Oleh Ayu DW
Guru MTs Negeri 1 Yogyakarta dan Pengurus Pergumapi
Suyanto.id–Setelah pesawat mendarat di Jakarta, aku bergegas menuju tempat untuk makan siang. Perjalanan masih akan dilanjutkan, tapi aku harus menunggu kurang lebih dua jam lagi karena pesawat berikutnya akan take off jam 16.00. Setelah salat dhuhur di Musala Bandara Cengkareng, aku segera menuju ke café langgananku.
Seperti biasa, tugasku kali ini aku menjadi narasumber di kampus setempat. Sebagai dosen di perguruan tinggi ternama di Yogyakarta, namaku sudah tak asing lagi. Aku dikenal dan banyak dicari untuk memberikan materi tentang kehumasan.
Di kantor, kata temanku aku dikenal sebagai wanita yang supel, suka bercanda, dan menyenangkan. Banyak teman yang sering kangen kalau aku tak nampak sehari saja. Tapi, banyak juga yang tidak suka atau sinis padaku. Ah… emang gue pikirin, yang penting aku bekerja dengan sungguh-sungguh dan sepenuh hati. Sesuai dengan tugas dan kewajibanku, tak perlu aku memikirkan orang lain yang selalu nyinyir padaku. Bekerja sesuai dengan hobi dan kesenangan kita bagaikan hobi yang dibayar. Aku sering mengeluarkan joke-joke yang membuat suasana di kantor menjadi cair karena banyak temanku yang terlalu serius dalam bekerja.
Bekerja sebagai dosen ilmu komunikasi harus banyak pengalaman dan link yang menambah wawasan. Bagiku, silaturahmi sangat penting karena dengan silaturahmi itu, kita akan bertambah teman dan saudara yang akan menambah rezeki dan memperpanjang usia kita. Demikian kata pepatah yang sering kudengar. Maka dari itu, ponselku penuh dengan daftar telepon kolega-kolegaku juga WA grup. Di galeri hp-ku, juga penuh dengan foto-foto kegiatanku yang seabrek. Apalagi aku memang hobi fotografi meski asal cekrak-cekrek mengabadikan kenangan melalui kamera di hp-ku.
Kadang suamiku cemburu kalau aku terlalu sibuk memelototi handphone-ku. Tetapi, aku mohon dan menyampaikan aktivitas kerjaku memang banyak menggunakan smartphone.

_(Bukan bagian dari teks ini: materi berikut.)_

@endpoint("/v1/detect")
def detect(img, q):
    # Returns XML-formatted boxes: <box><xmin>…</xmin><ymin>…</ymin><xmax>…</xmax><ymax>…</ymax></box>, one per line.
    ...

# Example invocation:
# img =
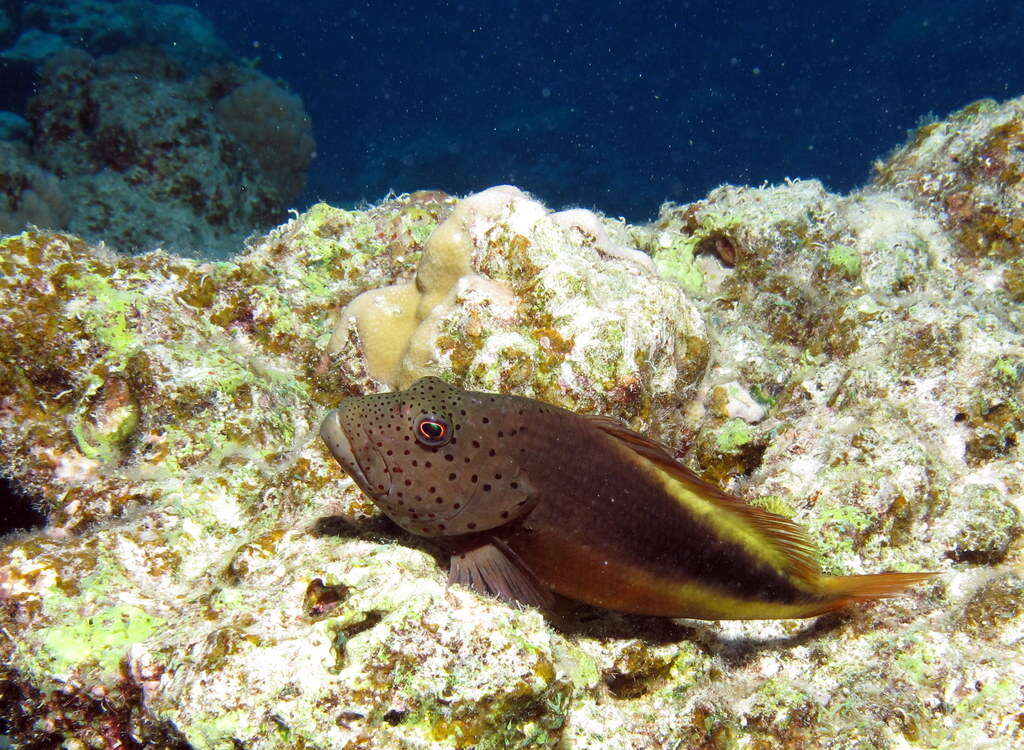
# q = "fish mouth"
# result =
<box><xmin>321</xmin><ymin>410</ymin><xmax>368</xmax><ymax>488</ymax></box>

Hp-ku tidak aku password, siapa pun anggota keluarga bisa membuka. Aku seneng kejujuran dan tidak main rahasia-rahasiaan karena pedomanku dalam sebuah keluarga harus ada kepercayaan, keterbukaan, dan saling pengertian. Itulah yang membuat pernikahanku langgeng sampai sudah 23 tahun dan menuju usia pernikahan perak dua tahun lagi.
Sesampai di food court, aku memilh tempat di ujung selatan paling pojok. Di situ aku bisa duduk dan memandang seisi ruangan juga luar ruangan dari balik jendela dengan leluasa. Ketika sedang memilih menu, tiba-tiba kudengar suara wanita memanggil seseorang.
“Kapten Dandy… duduk sini, dong.”
Deg… hatiku bergetar… ingatanku kembali beberapa puluh tahun silam, saat aku masih duduk di bangku SMA. Aku punya teman namanya Dandy, dari SMA Harapan Bangsa.
Aku kenal Dandy saat ada acara Hari Sumpah Pemuda. Saat itu, sebagai ketua OSIS aku mewakili sekolahku dan Dandy mewakili sekolahnya mengikuti kegiatan di Balaikota Timoho. Setelah itu kami bertemu lagi pada acara penataran pengurus OSIS di Wisma Melati Kaliurang. Pertemuan sesama ketua OSIS itu membuat kami semakin dekat dan ada rasa senasib. Kami berteman akrab sampai tumbuh benih-benih cinta yang berlangsung selama kurang lebih 16 bulan. Setelah lulus SMA, aku tidak tahu kabarnya, hanya kudengar dia melanjutkan ke AAU dan ingn bekerja sebagai pilot.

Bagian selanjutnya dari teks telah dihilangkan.